Nestapa Pabrik Tekstil dan Sepatu
Level ekspansi dari laporan S&P Global itu berbanding terbalik dengan keadaan tutupnya pabrik-pabrik di sejumlah industri, seperti tekstil dan produk tekstil (TPT), sepatu, hingga olahan karet.
Direktur Eksekutif Asosiasi Persepatuan Indonesia (Aprisindo) Firman Bakrie mengatakan penutupan pabrik sepatu untuk pasar domestik lantaran masih terjerat dampak pelemahan ekonomi dan pandemi Covid-19 yang membuat permintaan sepatu lokal turun.
"Untuk yang domestik dampak ekonomi dari pandemi itu masih berkepanjangan. Ditambah beberapa kondisi akibat perang. Jadi kapasitas produsen domestik terpengaruh banyak hal," kata Firman.
Terlebih, utilitas kapasitas produksi sepatu masih berada di bawah 50%. Meski begitu, Firman tak memberikan data pasti jumlah pabrik yang mengalami penutupan pada awal 2024.
Sementara itu, pabrik sepatu yang berorientasi ekspor dinilai masih bertahan meskipun order mengalami penurunan. Menurut Firman, secara umum awal tahun ini demand ekspor masih stabil atau stagnan.
"Untuk domestik lebaran tahun ini kemungkinan lesu. Sementara untuk yang ekspor kalaupun terjadi pertumbuhan sifatnya masih seasonal," tuturnya.
Alih-alih tutup, pabrik sepatu berorientasi ekspor justru disebut memiliki potensi untuk ekspansi tahun ini. Namun, masih terdapat kendala perizinan usaha, khususnya terkait Analisis Dampak Lingkungan (AMDAL).
"Sayang karena terkendala perizinan usaha khususnya AMDAL bisa jadi beberapa yang seharusnya target operasi di 2024 akan tertunda," terangnya.
Di sisi lain, Ketua Umum Asosiasi Produsen Serat dan Benang Filament Indonesia (APSyFI), Redma Gita Wirawasta mengatakan kebijakan lartas impor border sedikit banyak mendorong industri hilir untuk kembali bergerak pada Maret.
Namun, industri hulu dan intermediate masih memerlukan waktu untuk pulih. Meskipun, dia optimistis akan ada perbaikan kinerja dalam waktu 3 bulan ke depan didorong Peraturan Menteri Perdagangan No. 3/2024.

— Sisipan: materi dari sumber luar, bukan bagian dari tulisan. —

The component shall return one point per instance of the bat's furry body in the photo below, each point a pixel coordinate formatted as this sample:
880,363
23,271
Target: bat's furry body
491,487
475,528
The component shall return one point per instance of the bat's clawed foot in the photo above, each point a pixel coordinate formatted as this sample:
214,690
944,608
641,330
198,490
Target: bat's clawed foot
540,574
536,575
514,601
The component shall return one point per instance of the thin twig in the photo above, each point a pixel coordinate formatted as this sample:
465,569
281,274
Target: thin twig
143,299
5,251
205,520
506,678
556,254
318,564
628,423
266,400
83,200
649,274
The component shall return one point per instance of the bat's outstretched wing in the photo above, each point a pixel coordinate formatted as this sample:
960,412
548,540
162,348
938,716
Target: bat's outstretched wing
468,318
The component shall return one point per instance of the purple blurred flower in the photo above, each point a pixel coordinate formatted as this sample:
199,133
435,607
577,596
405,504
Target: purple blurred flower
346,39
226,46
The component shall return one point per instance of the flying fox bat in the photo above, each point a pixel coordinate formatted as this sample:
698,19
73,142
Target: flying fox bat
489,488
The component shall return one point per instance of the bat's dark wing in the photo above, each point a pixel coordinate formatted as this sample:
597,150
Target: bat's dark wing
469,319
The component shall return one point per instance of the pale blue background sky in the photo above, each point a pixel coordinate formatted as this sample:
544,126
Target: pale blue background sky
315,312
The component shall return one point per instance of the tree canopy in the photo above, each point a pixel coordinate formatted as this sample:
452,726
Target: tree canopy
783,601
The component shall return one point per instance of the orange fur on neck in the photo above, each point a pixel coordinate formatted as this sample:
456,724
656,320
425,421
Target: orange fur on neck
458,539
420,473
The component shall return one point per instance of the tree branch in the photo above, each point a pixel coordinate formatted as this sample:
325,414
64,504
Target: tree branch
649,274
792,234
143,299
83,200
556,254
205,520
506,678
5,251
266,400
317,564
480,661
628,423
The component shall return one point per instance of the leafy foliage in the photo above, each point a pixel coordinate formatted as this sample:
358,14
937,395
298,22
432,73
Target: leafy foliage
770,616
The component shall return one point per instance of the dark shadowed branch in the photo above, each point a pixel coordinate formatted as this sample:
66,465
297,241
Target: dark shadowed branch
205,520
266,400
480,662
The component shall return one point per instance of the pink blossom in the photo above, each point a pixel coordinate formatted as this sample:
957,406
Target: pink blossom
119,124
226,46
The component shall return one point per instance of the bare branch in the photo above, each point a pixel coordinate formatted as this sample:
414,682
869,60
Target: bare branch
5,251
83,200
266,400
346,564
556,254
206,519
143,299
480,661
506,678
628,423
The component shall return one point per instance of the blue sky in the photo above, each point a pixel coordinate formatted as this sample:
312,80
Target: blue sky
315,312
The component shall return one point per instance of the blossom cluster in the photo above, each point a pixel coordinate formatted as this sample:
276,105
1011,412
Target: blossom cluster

Sinyal perbaikan yang terjadi di industri TPT tak langsung mendorong produktivitas industri yang saat ini rata-rata kapasitas produksi sebesar 55%. "Ini setiap minggu masih tetap ada PHK dan banyak pabrik tutup juga," ujarnya.
Data Konfederasi Serikat Pekerja Nusantara (KSPN) Ristadi menunjukkan pada periode Januari-Maret 2023 setidaknya terdapat lebih dari 9.000 pekerja tekstil yang di PHK imbas efisiensi hingga penutupan pabrik.